At the risk of adding salt to a wound, I must confess that when the heat waves are sweeping the U.S., we have enjoyed positively beautiful weather here. Every day here is like springtime. December, January, and February were hot. But they weren't even Arkansas-hot. It was dry, and the red dust billowed alongside the matatus (muh-TAH-toos: 15-passenger taxis), while fine rust-colored powder coated furniture and floors and children. But the temps hung only in the upper eighties and low nineties. And aside from those months, aaaaah. Mid-seventies and low eighties. The rainy season began in March and this year, hasn't completely ended; it's supposed to start again next month. Though I've heard November is wet, right now, there are no typhoons of rain like I expected; just peaceful rains. I really like this country.
But it's also weird to have this blissfully cool July, with kids wrapped in blankets at the breakfast table, feel so much like March did. In this nearly seasonless climate, there's also little fanfare for holidays. Because we're an international office, we don't have days off for American holidays, though Ugandans do get Ugandan holidays off. (In all fairness, we take a few weeks off at Christmas, and schedules are flexible!)
The Ugandan school year is entirely different from the U.S. school year, and the homeschooling families are often marching to the beat of their own furlough-driven drums, or schooling a little through the summer. So there are no aisles lined with dirt-cheap pencils and kid-safe scissors right now. Mzungus notice the Ugandan school year most when school fees are due, and nationals get desperate for work. Or bribes. One friend of mine noticed that on a trip before school fees were due, he was stopped by police officers at least every hour on his trip; on the way home, after the payment date, he wasn't stopped once. Coincidentally, I haven't thought of marking the seasons with bribes before.
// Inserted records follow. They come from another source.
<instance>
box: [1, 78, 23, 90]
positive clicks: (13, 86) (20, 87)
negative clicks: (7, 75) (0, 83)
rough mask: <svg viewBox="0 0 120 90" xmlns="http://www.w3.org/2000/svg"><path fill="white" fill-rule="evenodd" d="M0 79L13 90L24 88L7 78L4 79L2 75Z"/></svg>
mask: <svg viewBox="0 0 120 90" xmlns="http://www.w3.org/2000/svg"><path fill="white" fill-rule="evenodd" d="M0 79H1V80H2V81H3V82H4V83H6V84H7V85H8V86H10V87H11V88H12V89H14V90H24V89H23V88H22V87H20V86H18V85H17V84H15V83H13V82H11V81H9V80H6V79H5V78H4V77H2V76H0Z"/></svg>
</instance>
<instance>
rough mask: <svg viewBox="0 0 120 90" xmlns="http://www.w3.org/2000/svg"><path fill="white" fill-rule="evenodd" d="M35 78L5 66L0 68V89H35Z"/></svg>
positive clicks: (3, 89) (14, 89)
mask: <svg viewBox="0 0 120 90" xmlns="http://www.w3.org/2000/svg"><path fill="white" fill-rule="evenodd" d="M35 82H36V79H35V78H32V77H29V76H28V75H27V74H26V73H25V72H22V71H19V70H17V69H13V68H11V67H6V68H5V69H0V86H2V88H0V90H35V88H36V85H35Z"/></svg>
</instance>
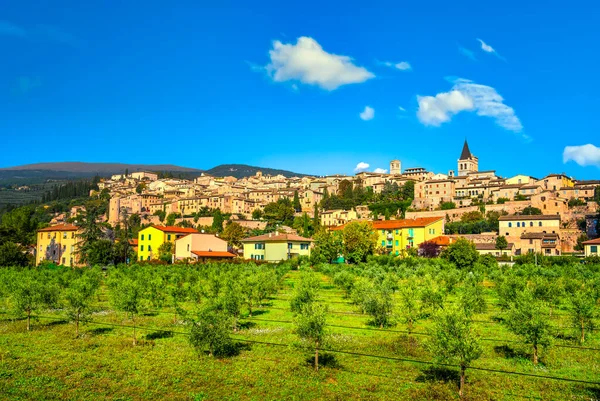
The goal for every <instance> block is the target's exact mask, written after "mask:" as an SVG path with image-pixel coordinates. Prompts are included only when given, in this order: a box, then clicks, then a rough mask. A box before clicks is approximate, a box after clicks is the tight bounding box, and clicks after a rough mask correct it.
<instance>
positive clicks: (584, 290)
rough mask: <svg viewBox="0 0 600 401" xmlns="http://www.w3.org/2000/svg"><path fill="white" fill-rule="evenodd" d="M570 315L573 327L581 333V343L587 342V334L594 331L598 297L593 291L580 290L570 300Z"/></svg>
mask: <svg viewBox="0 0 600 401" xmlns="http://www.w3.org/2000/svg"><path fill="white" fill-rule="evenodd" d="M569 314H570V316H571V322H572V324H573V327H574V328H575V329H577V330H578V331H579V342H580V343H581V344H583V343H584V342H585V332H586V330H587V331H591V330H593V329H594V318H595V317H596V315H597V311H596V296H595V294H594V293H593V292H592V291H589V290H586V289H583V288H581V289H579V290H578V291H576V292H575V294H573V295H572V296H571V298H570V305H569Z"/></svg>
In October, the month of that first snap of fall--also known to my husband as chili and sweatshirt season, when he rubs his hands together in sheer delight--may strike us with a big wave of homesickness. Only the calendar, Facebook, and some American headlines remind us what "should" be happening about now. Christmas will find us in tank tops singing songs about dashing through the snow. Kind of a weird time warp--but there are, of course, worse things.